In comments after my post ‘BBCs Paxman Demolishes Brain Gym’ I was challenged to provide 10 facts about learning that are scientifically proven and interesting for teachers. The problem I had was whittling it down to ten! So here goes:
1. Spaced practice
Perhaps the most significant fact we know about learning, yet it is almost completely ignored by the 'curse of the course and classroom'. We learn through practice, little and often. Ebbinghaus proved it in 1885, and almost everyone in the learning profession has studiously ignored it for well over a century. Demster reported this sad state of affairs in American Psychologist (The Spacing Effect: A Case Study in the Failure to Apply the Results of Psychological Research, 1988). We forget things quickly and that the most effective way to prevent this forgetting is to practice at spaced intervals over time. Knowledge is easy to learn but hard to retain. Forget this and you condemn yourself to, at best to unnecessary effort in learning, at worst failing to learn much at all – the true story behind most learning effort.
2. Cognitive overload
This well know phenomenon is extremely common in teaching and training. A lack of understanding about how memory works leads to a lack of preparation of material in terms of size, order and engagement, leading to weak encoding, a lack of deep processing then poor retention and recall. Almost all courses are too long, present material in the wrong way and lead to unnecessary forgetting. Simplify to prevent cognitive overload.
3. Chunking
Perhaps the easiest and simplest piece of learning theory to put into practice. Chunking means being sensitive to the limitation of working memory. Less is more in learning and distilling, rather than enhancing, elaborating and creating lots of distracting noise, is a virtue in teaching. Unfortunately the ‘song and dance’ act in the classroom is often cacophonous.
4. Order
The order you learn things is critical to how they will be stored and recalled, yet education and training continues to jumble and confuse content. This is critical in language learning, science, maths and indeed, every subject. Learn things in the wrong order and you’ll end up having to unlearn.
5. Episodic and semantic memory
Once you understand that the things we learn are stored differently, i.e. we have different types of memory, then you’ll be more sensitive to the necessary differences in teaching. We still have far too much reliance on text (semantic) for subjects that need a visual (episodic) approach. You see this everywhere, from text heavy PowerPoints to whiteboards, manuals and hand-outs.
6. Psychological attention
Learning does not take place without psychological attention, so setting up classrooms and scenarios that inhibit attention, or distract from learning, is massively counter-productive. I fear that much so called ‘collaborative learning’ falls into this trap. Cramming 30 plus teenagers into a small, airless classroom is no way to encourage attention. There are at least 30 other human distractions, the windows and daydreaming to content with. The bottom line is that most learning is best done on your own or one-to-one.
7. Context
We know that recall is enhanced by learning in the physical context in which one is expected to perform. Yet most teaching is done in alien environments – classrooms ad training centres. We have plenty of proof that work-placed learning needs to be massively increased and non-contextual classroom teaching decreased.
8. Learn by doing
From William James and John Dewy through to Kolb and Schank, we’ve had a torrent of theory showing that we learn lots by doing, yet much teaching and training is locked into a over-theoretical, knowledge and not skills, model. There is a barely a subject around in schools ad training that wouldn’t benefit from a boost in experiential learning.
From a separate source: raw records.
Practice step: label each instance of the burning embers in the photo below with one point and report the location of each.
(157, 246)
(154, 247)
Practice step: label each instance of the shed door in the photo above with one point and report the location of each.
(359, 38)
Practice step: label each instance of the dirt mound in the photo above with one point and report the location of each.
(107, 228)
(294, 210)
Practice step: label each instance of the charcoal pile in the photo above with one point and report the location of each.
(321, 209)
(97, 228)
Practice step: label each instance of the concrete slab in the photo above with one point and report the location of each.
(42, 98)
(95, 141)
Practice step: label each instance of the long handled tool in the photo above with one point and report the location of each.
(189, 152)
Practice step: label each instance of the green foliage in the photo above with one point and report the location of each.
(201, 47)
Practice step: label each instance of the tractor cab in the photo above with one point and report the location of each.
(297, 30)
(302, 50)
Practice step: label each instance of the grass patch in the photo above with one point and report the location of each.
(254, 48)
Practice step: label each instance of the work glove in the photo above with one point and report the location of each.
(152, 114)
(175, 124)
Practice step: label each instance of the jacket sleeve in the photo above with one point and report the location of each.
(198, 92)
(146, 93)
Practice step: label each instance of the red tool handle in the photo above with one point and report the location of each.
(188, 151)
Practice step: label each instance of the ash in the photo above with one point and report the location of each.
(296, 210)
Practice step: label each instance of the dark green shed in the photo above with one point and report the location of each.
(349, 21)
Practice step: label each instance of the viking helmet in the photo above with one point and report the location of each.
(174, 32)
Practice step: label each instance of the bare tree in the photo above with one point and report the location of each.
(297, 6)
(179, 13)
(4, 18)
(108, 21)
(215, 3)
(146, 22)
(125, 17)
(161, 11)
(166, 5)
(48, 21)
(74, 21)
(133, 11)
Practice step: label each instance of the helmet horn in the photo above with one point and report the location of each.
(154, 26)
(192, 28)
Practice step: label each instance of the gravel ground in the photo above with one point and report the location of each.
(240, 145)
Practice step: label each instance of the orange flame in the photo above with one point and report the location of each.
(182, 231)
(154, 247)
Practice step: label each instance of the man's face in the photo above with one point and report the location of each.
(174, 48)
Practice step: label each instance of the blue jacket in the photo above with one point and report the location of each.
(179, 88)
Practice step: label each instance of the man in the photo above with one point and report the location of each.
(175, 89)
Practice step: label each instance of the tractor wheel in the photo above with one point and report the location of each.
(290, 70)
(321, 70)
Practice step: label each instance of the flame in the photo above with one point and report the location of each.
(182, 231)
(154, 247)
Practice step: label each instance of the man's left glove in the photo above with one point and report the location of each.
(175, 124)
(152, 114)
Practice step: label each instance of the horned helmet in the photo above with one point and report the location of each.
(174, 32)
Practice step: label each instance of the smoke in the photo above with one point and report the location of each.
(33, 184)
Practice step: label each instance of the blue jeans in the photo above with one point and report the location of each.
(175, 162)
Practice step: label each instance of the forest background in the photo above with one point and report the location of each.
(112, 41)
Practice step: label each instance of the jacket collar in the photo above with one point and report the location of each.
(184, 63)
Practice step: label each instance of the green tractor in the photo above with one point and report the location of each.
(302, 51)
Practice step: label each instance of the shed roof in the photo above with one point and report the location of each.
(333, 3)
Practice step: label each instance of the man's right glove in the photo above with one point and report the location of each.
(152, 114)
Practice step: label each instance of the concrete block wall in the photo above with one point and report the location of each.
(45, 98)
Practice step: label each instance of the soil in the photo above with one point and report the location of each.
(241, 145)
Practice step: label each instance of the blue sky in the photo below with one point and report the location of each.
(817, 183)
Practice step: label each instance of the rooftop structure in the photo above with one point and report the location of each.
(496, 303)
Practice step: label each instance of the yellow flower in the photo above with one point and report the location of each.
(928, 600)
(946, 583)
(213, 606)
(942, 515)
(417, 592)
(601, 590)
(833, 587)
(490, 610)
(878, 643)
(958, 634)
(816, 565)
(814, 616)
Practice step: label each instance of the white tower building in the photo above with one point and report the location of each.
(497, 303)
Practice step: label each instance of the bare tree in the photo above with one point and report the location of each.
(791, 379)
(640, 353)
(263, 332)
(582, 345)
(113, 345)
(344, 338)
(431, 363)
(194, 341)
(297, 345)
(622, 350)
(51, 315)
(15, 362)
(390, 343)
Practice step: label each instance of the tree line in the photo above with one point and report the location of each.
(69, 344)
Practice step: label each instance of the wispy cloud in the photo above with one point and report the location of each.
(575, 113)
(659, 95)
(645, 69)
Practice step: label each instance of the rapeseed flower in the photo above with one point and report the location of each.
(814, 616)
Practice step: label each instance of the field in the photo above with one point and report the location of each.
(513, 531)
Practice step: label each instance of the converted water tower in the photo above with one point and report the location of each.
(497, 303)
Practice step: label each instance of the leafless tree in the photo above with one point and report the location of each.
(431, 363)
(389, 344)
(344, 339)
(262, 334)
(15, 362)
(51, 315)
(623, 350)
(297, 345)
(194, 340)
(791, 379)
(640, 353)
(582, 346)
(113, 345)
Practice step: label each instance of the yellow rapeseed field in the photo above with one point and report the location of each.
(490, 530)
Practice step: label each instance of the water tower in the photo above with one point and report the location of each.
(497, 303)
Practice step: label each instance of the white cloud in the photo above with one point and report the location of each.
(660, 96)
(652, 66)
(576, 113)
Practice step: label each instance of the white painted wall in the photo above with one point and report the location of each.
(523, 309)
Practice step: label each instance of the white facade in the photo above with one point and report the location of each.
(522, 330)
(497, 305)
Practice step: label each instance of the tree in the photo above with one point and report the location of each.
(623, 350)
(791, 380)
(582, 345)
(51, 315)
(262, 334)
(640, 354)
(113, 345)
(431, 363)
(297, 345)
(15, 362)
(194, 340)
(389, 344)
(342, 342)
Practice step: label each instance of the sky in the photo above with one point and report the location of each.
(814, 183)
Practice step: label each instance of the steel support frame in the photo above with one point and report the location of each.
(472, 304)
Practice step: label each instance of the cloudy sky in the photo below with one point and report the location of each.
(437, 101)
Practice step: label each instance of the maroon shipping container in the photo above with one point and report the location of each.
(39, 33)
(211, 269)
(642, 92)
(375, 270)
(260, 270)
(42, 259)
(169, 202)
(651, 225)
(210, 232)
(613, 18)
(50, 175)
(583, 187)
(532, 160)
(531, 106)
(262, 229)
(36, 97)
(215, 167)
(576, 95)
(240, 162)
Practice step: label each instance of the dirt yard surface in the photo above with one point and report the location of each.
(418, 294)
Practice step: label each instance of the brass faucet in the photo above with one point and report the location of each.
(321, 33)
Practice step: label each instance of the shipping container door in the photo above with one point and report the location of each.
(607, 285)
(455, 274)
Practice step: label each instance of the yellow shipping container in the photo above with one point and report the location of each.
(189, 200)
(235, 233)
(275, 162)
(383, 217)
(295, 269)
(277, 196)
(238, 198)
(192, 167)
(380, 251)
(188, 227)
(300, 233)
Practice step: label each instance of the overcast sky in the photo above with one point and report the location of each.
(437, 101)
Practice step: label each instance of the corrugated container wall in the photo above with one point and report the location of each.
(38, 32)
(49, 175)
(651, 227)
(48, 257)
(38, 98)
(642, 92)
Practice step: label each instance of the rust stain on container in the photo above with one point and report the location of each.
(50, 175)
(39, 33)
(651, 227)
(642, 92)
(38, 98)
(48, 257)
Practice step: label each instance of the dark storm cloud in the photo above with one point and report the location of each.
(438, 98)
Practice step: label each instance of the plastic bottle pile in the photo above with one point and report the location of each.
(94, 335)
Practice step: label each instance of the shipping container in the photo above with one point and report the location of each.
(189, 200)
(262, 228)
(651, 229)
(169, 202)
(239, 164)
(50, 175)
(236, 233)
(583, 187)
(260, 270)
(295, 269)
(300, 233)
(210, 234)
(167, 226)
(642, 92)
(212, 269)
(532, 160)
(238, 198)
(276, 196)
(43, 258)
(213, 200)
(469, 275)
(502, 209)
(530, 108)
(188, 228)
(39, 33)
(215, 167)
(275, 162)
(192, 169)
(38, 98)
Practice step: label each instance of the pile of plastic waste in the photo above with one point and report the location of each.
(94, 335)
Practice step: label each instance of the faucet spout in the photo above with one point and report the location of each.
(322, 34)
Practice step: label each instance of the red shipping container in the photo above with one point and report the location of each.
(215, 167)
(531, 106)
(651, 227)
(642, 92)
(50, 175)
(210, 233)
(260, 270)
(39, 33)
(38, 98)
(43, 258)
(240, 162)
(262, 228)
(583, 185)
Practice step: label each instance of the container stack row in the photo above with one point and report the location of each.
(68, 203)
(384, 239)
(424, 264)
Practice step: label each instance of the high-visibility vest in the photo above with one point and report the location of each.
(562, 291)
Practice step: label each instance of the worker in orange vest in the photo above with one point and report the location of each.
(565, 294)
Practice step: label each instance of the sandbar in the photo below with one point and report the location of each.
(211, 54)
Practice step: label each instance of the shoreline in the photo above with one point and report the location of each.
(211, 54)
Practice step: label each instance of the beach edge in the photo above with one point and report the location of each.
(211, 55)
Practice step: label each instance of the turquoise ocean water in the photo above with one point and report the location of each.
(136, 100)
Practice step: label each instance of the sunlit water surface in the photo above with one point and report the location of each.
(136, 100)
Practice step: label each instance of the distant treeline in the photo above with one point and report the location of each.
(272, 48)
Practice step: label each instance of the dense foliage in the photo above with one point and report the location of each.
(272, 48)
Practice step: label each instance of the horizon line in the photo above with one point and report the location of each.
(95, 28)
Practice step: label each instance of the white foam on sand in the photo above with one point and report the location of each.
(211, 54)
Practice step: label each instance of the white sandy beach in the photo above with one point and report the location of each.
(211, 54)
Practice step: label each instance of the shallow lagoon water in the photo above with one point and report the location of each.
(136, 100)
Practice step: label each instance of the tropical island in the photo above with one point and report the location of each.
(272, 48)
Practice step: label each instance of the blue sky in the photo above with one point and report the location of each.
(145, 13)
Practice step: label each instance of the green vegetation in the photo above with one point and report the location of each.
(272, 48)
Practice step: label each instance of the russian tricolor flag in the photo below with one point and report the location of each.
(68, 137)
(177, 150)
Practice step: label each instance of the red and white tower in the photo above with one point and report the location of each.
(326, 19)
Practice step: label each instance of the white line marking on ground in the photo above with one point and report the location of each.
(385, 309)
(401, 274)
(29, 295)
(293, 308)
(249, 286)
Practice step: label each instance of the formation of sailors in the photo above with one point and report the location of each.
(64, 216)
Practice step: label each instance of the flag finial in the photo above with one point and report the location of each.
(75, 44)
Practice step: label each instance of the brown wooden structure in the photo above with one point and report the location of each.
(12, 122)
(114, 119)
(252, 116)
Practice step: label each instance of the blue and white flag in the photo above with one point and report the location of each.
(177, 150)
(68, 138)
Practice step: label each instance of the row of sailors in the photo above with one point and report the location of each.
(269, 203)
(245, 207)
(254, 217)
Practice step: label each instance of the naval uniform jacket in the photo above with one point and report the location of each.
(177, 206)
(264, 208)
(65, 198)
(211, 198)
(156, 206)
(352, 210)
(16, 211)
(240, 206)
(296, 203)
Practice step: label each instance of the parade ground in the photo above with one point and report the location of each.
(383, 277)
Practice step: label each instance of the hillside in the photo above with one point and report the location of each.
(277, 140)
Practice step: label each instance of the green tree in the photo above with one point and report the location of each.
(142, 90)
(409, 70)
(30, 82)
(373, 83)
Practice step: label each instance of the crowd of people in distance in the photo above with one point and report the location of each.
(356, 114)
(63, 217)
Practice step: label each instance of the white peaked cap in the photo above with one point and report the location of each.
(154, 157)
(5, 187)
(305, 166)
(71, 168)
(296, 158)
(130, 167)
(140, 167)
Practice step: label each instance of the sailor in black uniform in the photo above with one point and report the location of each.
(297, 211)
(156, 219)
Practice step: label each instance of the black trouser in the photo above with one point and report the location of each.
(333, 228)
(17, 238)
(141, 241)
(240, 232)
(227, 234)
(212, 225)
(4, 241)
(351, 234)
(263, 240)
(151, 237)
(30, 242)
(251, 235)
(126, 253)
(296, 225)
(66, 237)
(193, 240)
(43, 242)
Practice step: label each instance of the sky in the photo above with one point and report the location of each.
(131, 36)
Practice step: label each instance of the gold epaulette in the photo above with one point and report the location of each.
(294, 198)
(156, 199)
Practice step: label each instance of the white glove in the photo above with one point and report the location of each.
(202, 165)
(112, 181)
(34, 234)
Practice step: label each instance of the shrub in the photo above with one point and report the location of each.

9. Understand ‘peer’ groups
The work of Judith Harris (The Nurture Assumption) will change the whole way you look at parenting and teaching. Her revolutioary scientific work showed that most books on parenting and teaching overestimate the influence of parents and teachers, and under-estimate the role of genetics and peer pressure. There are some real and practical steps one can take to avoid the obvious traps. These are largely ignored in education and training. Read the book.
10. Murder the myths
This is perhaps the most useful piece of scientific advice for teachers and trainers – dump the snakeoil techniques. These include learning styles, playing music while you learn, Brain Gym, left-right brain theories, NLP, stating the objectives at the start of a course…the list goes on.
Conclusion
Many teaching practices are in direct opposition to the psychology of learning. When it comes to education and training, the professions have doggedly chosen unproven pedagogy over prove psychology. This is why so little progress has been made, and why huge amounts of extra funding leads to such razor thin, marginal improvement. There are literally dozes of proven findings in the science of experimental psychology that are largely ignored. This is what the Bristol study I referred to in my Paxman piece is so worrying.